The final variation is the only version that breaks laterally. The gyroball "with side force" occurs when the pitcher upturns his hand slightly to apply sidespin.

"This version," Himeno admits, "is not much different from a conventional slider."

In the basement of a small building off a major expressway in Tokyo's Setagaya Ward is the dojo, or training hall, of Beta Endorphin, a company that provides sports instruction to youngsters.

Green artificial turf fills the space between two pitching mounds and two home plates. As a coach stands at the edge of the left mound, pitch after pitch from a young left-hander snaps into the netting behind the plate.

In a brimless gray hat and workout jacket Kazushi Tezuka, the president of Beta Endorphin, watches through the gaps in the green netting.

"This," says Tezuka, as he grabs his thigh, "is the most important part of throwing the gyroball. It has nothing to do with the hands."

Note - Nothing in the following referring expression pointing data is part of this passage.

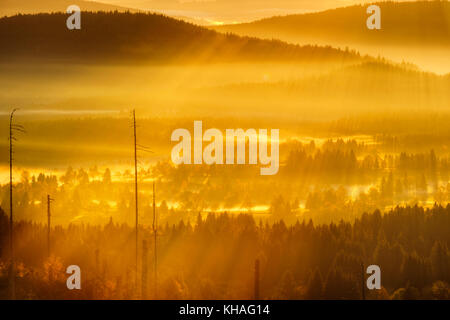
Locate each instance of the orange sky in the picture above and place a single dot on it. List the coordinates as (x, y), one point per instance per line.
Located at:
(229, 11)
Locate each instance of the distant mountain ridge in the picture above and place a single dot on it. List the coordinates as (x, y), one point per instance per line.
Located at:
(417, 32)
(13, 7)
(423, 22)
(107, 37)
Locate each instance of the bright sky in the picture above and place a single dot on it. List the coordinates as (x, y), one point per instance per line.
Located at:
(228, 11)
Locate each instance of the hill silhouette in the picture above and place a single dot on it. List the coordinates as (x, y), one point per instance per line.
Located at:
(138, 37)
(415, 31)
(13, 7)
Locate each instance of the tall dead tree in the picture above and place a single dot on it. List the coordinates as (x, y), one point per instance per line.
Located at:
(256, 279)
(49, 200)
(144, 273)
(155, 231)
(136, 194)
(12, 129)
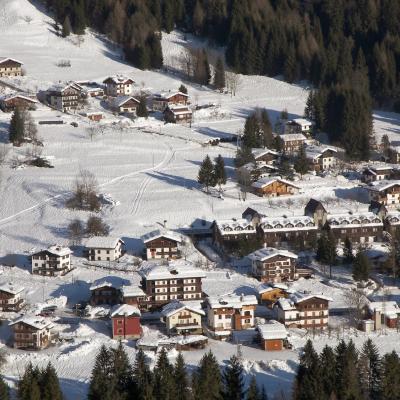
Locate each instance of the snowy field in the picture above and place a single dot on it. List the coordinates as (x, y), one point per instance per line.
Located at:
(148, 173)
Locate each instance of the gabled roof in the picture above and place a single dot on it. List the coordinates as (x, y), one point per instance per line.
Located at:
(102, 242)
(176, 306)
(148, 237)
(263, 182)
(269, 252)
(124, 310)
(232, 301)
(11, 288)
(5, 59)
(35, 322)
(272, 330)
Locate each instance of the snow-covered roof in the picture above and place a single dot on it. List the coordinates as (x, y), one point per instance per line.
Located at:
(235, 227)
(102, 242)
(264, 288)
(381, 186)
(5, 59)
(269, 252)
(57, 250)
(172, 271)
(124, 310)
(121, 100)
(366, 218)
(263, 182)
(287, 223)
(302, 122)
(232, 301)
(289, 137)
(11, 288)
(18, 95)
(176, 306)
(313, 152)
(257, 153)
(272, 330)
(34, 321)
(148, 237)
(132, 291)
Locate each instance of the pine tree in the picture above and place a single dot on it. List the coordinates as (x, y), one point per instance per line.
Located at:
(219, 171)
(219, 74)
(206, 175)
(17, 127)
(141, 110)
(66, 29)
(207, 380)
(233, 380)
(302, 165)
(164, 383)
(348, 256)
(181, 379)
(361, 267)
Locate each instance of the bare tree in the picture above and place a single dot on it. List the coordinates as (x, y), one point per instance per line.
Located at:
(232, 82)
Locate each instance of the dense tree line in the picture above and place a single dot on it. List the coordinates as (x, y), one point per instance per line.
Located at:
(347, 374)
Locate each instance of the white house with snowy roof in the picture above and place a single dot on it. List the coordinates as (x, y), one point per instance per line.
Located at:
(162, 244)
(181, 318)
(104, 248)
(54, 261)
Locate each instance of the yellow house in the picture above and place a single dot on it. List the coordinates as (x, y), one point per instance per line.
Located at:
(182, 319)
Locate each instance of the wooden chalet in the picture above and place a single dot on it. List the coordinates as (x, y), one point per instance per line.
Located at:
(289, 232)
(178, 114)
(273, 265)
(104, 292)
(124, 105)
(104, 248)
(385, 192)
(126, 322)
(230, 312)
(228, 234)
(162, 284)
(161, 244)
(10, 67)
(273, 335)
(11, 102)
(54, 261)
(11, 297)
(301, 310)
(358, 227)
(118, 86)
(316, 210)
(183, 319)
(32, 332)
(165, 99)
(292, 142)
(274, 187)
(64, 98)
(321, 158)
(376, 173)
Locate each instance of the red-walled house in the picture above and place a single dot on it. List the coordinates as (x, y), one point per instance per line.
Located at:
(126, 322)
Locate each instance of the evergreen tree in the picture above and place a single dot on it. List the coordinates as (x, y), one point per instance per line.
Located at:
(219, 171)
(219, 74)
(181, 379)
(361, 267)
(17, 127)
(206, 175)
(207, 380)
(164, 383)
(141, 110)
(233, 380)
(66, 29)
(302, 165)
(348, 256)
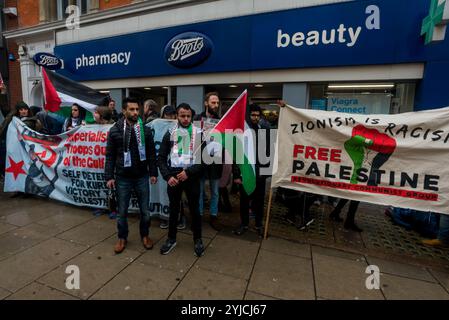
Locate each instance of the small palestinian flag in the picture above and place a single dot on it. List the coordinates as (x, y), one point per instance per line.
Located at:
(60, 92)
(233, 125)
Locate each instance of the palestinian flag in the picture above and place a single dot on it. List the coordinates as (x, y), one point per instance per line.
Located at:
(233, 126)
(61, 92)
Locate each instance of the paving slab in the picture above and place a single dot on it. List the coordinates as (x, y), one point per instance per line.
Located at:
(282, 276)
(5, 227)
(179, 260)
(241, 253)
(27, 215)
(200, 284)
(140, 282)
(399, 288)
(36, 291)
(4, 293)
(98, 265)
(63, 221)
(90, 233)
(31, 264)
(337, 253)
(400, 269)
(341, 278)
(23, 238)
(442, 277)
(256, 296)
(287, 247)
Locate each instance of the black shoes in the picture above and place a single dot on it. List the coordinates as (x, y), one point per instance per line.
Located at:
(168, 246)
(305, 224)
(215, 224)
(352, 226)
(259, 231)
(335, 215)
(240, 230)
(199, 248)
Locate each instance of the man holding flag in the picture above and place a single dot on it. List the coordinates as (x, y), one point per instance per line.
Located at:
(253, 198)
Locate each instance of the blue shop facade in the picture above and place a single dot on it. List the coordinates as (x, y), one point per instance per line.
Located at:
(376, 56)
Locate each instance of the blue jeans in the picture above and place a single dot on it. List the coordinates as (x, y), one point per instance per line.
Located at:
(214, 186)
(141, 187)
(443, 233)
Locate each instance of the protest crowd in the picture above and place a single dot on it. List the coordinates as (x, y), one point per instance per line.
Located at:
(132, 164)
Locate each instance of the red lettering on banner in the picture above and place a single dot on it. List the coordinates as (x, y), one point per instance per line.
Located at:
(426, 196)
(324, 154)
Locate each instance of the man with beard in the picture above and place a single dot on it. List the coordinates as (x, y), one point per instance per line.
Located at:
(212, 172)
(180, 165)
(130, 160)
(255, 200)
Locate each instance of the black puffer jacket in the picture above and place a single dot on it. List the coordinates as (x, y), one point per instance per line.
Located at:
(214, 170)
(167, 171)
(114, 154)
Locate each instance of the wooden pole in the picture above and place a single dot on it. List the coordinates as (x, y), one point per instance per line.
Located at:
(267, 219)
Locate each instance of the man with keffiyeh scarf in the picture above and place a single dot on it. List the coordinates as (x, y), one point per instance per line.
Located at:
(181, 165)
(130, 161)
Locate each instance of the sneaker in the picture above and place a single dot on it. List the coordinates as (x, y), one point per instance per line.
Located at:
(352, 226)
(434, 243)
(163, 224)
(168, 246)
(335, 216)
(290, 220)
(113, 215)
(215, 224)
(240, 230)
(199, 248)
(259, 231)
(98, 212)
(182, 223)
(306, 224)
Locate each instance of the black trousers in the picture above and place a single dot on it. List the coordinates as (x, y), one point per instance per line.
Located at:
(257, 199)
(192, 189)
(353, 205)
(299, 203)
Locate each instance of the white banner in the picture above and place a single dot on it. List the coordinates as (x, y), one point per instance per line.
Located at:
(397, 160)
(70, 167)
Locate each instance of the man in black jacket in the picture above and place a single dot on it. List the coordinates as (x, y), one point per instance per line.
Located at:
(212, 172)
(130, 160)
(180, 161)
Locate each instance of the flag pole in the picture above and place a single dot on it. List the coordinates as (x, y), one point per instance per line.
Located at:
(267, 219)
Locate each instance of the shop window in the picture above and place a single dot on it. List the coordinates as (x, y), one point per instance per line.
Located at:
(363, 98)
(53, 10)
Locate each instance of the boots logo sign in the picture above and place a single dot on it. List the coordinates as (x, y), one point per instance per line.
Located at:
(47, 61)
(188, 49)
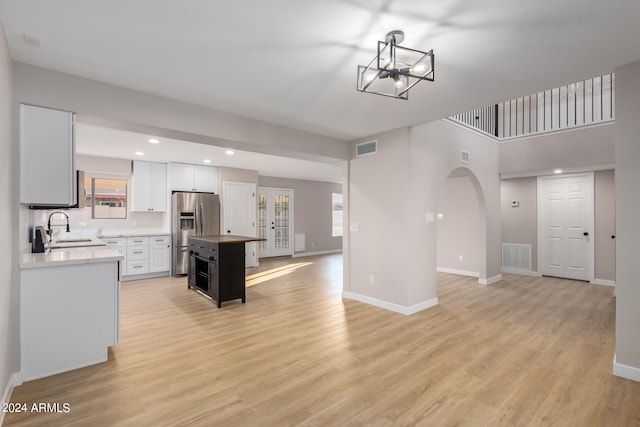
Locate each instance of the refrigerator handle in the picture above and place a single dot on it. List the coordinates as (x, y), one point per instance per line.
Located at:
(202, 218)
(197, 220)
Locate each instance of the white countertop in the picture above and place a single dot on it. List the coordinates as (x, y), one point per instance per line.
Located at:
(129, 232)
(71, 256)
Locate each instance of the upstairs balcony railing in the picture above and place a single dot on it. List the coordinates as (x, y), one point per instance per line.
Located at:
(577, 104)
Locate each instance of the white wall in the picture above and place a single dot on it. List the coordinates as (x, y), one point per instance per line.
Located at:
(389, 194)
(378, 235)
(572, 150)
(627, 178)
(460, 231)
(436, 150)
(9, 286)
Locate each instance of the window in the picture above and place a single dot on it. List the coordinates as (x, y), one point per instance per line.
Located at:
(107, 197)
(336, 208)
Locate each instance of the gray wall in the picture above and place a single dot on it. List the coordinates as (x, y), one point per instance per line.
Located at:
(605, 225)
(627, 216)
(9, 282)
(519, 225)
(571, 151)
(312, 211)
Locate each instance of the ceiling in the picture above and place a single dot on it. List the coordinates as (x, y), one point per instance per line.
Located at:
(120, 144)
(293, 62)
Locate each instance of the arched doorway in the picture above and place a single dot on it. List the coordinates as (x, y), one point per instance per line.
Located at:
(461, 230)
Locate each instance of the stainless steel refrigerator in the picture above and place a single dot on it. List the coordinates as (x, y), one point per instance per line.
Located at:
(192, 214)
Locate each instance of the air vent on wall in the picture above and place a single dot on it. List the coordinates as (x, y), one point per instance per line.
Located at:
(366, 148)
(464, 157)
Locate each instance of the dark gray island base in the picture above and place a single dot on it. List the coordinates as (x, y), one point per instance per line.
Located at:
(217, 268)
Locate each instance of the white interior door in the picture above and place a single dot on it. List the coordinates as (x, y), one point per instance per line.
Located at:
(275, 222)
(566, 226)
(239, 207)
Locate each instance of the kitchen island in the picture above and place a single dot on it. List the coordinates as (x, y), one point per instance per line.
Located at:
(69, 309)
(217, 266)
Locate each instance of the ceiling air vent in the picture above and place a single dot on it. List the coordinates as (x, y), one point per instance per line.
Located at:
(366, 148)
(464, 157)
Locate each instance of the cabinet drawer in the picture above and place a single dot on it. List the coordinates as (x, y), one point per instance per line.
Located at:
(137, 252)
(137, 241)
(115, 241)
(137, 267)
(159, 240)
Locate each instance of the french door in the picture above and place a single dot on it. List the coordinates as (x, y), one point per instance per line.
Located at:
(566, 226)
(275, 222)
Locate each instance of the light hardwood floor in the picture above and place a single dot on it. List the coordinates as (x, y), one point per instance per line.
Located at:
(523, 352)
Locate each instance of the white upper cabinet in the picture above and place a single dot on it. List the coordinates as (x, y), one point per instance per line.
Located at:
(149, 187)
(186, 177)
(47, 157)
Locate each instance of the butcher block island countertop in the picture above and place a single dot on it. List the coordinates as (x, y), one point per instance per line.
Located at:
(222, 239)
(217, 266)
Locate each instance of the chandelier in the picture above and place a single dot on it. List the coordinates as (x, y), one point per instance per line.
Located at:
(395, 69)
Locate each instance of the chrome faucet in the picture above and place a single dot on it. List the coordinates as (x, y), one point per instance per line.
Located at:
(49, 232)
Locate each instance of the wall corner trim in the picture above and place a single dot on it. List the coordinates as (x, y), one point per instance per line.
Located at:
(521, 272)
(14, 381)
(406, 310)
(624, 371)
(603, 282)
(490, 280)
(458, 272)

Click the play button for a two-seam gyroball film

As described in The Truth about the Supernatural Pitch, of which plenty of copies are available at the clinic's register, the circular rotation of the hips off the pitcher's back leg provides the initial torque that comprises the first spin in the "double spin" technique.

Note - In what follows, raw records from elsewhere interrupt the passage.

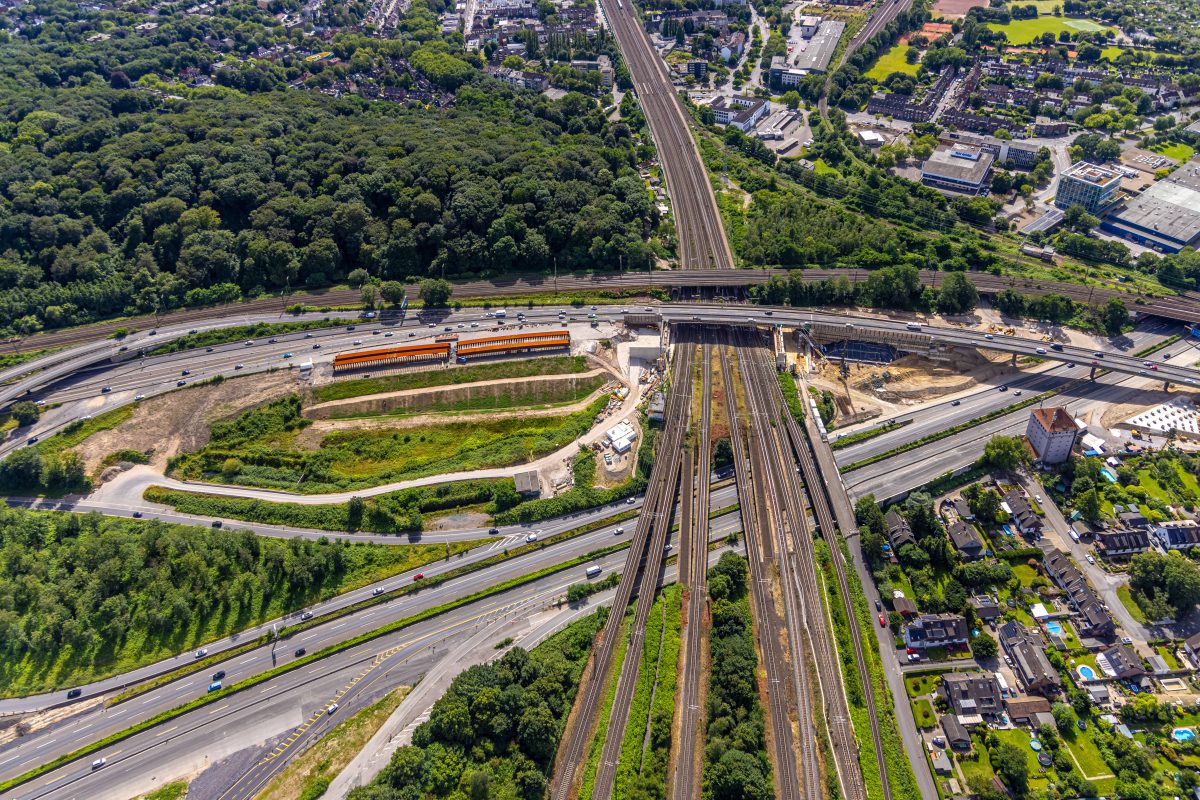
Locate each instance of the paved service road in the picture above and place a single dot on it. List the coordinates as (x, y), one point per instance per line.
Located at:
(49, 743)
(509, 536)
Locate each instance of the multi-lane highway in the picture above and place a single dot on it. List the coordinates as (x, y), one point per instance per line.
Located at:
(1185, 308)
(97, 722)
(289, 702)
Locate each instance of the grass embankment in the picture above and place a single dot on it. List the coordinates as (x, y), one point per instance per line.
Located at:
(174, 791)
(900, 776)
(310, 775)
(521, 395)
(241, 332)
(213, 697)
(736, 762)
(645, 752)
(587, 785)
(263, 449)
(561, 365)
(870, 433)
(954, 429)
(385, 513)
(791, 395)
(504, 554)
(17, 359)
(101, 595)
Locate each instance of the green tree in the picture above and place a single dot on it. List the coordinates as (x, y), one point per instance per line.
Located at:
(958, 294)
(1089, 505)
(393, 292)
(25, 413)
(1115, 316)
(1063, 717)
(1005, 452)
(1009, 763)
(436, 293)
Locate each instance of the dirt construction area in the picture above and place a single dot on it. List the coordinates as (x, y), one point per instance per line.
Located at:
(873, 390)
(179, 421)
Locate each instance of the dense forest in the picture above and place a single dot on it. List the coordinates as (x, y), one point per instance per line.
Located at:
(496, 731)
(121, 192)
(83, 596)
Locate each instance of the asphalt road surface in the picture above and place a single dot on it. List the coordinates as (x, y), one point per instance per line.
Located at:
(282, 704)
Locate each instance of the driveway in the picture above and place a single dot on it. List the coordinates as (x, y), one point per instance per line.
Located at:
(1104, 583)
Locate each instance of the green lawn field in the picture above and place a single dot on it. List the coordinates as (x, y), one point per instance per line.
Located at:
(1023, 31)
(893, 61)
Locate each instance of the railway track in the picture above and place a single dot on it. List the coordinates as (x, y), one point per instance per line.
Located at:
(783, 693)
(642, 566)
(798, 567)
(833, 516)
(627, 681)
(1180, 308)
(702, 242)
(685, 781)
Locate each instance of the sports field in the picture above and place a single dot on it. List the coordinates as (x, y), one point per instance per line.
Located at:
(1023, 31)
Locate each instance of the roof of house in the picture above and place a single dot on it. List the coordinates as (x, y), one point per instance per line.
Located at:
(1054, 420)
(1024, 707)
(964, 536)
(954, 729)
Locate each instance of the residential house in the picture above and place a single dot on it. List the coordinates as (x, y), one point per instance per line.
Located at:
(1025, 709)
(987, 608)
(1093, 620)
(957, 735)
(936, 631)
(970, 693)
(1192, 647)
(1023, 515)
(1123, 663)
(905, 607)
(966, 540)
(1026, 648)
(1119, 543)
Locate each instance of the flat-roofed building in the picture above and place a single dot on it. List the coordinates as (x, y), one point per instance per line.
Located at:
(1087, 185)
(1053, 433)
(1167, 216)
(959, 168)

The spinning of the ball off the fingers, as described by Himeno, is the other spin. Getting the two spins to work in tandem is the basis of mastering the gyroball, says Tezuka.

Man-to-man instruction to hone this technique requires 12,600 yen per hour. Including all of his classes, Tezuka logs approximately 200 hours of training in both Tokyo and Osaka.

Beta also offers special day-long group classes on occasion for 8,400 yen. Ads for these classes in magazines feature a bald and naked, butoh dancer-like caricature going through the motions of delivering a gyroball.

Through the Beta Web page, gyroball training kits are available for 4,200 yen. The package contains a pair of half-painted balls, one each for the two-seam (red) and four-seam (black) throws. Markings show the placement of the fingers. A cross (+) designation positioned at the "front" of the ball allows the receiver of the pitch to judge whether a tight spiral has been achieved by the pitcher - in other words, the appearance of something similar to a spinning drill.